‘The Swap’ is the newest Disney Channel Original Movie which premiered as one of the lowest rated DCOM premieres in recent memory on the Disney Channel to a total of 2.64 million viewers. However, the film is better than what the ratings suggest.
‘The Swap’ follows two teenagers, Ellie (Peyton List) who is an incredible rhythmic gymnast, while Jack (Jacob Bertrand) is a skilled hockey player. The two trade lives with each other through the magic of texting, with Ellie now in Jack’s body and Jack in Ellie’s body, and the two must learn through tough family relationship dynamics after thinking each other has the easiest way of life.
‘The Swap’ is pretty simple, a body switching movie that we’ve seen from time to time again, like ‘Freaky Friday’ as an example.
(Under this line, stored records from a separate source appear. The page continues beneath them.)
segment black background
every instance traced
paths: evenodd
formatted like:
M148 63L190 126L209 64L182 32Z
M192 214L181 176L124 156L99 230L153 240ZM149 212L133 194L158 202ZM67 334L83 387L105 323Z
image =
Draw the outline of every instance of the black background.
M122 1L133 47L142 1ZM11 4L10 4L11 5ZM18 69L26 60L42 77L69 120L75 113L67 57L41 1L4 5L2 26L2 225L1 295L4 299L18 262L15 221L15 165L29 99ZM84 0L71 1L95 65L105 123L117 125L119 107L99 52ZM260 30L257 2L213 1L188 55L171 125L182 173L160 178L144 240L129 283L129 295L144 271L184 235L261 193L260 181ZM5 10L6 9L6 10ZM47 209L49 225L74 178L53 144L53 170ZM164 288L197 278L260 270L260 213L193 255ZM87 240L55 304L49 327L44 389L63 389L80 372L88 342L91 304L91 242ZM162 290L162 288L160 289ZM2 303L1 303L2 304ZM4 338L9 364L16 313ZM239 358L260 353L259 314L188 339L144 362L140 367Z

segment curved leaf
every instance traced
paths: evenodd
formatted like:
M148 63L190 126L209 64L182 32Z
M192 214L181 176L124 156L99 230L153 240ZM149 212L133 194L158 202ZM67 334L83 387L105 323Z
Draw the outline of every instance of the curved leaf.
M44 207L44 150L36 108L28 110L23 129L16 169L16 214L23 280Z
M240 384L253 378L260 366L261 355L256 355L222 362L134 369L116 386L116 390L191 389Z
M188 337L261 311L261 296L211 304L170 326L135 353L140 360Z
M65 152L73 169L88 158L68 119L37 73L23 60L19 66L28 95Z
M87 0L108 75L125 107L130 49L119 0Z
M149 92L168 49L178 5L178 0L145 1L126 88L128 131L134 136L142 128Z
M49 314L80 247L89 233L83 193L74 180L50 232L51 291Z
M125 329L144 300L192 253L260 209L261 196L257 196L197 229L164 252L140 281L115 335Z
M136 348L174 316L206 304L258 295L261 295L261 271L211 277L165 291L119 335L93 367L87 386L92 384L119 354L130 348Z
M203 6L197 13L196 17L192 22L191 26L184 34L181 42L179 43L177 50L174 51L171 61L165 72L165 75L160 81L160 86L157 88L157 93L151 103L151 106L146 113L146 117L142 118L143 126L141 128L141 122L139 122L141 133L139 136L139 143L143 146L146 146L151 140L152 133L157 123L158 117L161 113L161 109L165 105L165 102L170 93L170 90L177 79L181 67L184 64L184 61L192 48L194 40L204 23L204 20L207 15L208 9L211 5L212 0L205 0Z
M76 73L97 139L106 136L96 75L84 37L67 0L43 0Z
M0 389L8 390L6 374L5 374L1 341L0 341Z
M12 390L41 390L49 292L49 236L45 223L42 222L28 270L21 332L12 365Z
What makes it different is what the filmmakers do with this simple concept. While it is very far from perfection, it has many flaws that hinders this film’s mighty potential. The film’s body switching technique through texting on their mobile phones with external blue and pink mystical forces to switch their lives as they text each others “deals” seems strange, but in the end, in my opinion is surprisingly a good choice as it builds conflict and makes Ellie and Jack confront each other about what they’ve learned. It works better in the third act, than it does in the first act.
The film is without trying, there are moments are heart toward these characters that reach their emotional confrontation like the scene between Jack and his father that seems real thanks to that scene’s writing and some fine acting from the two actors. Both characters have an emotional weight to them thanks to their one of their parents. Ellie goes through a father that abandoned her, while Jack is dealing with the loss of his mother, and both characters go through this burden very well, while trying desperately to move on and break this curse of being in the wrong body.
However, while having some good points, the film is often goofy with characters and some over-the-top acting, but while you say “well it’s a television movie, what you expect?” My answer will be “there are many movies where the goofy side is turned down to a 3 or a 4, while this film seems to be on an 8”. The film suffers from some bad humour that really just came across as cheesy and goofy which made it seem “super acka-obvious”, while generating only a handful of giggles from time to time.
‘The Swap’ isn’t the greatest DCOM, but it isn’t the worst either, as it falls down in the middle. It does provide some meaningful messages towards family, and especially friendship, and I found myself enjoying the film as it progressed along, especially improving itself from its weak first act.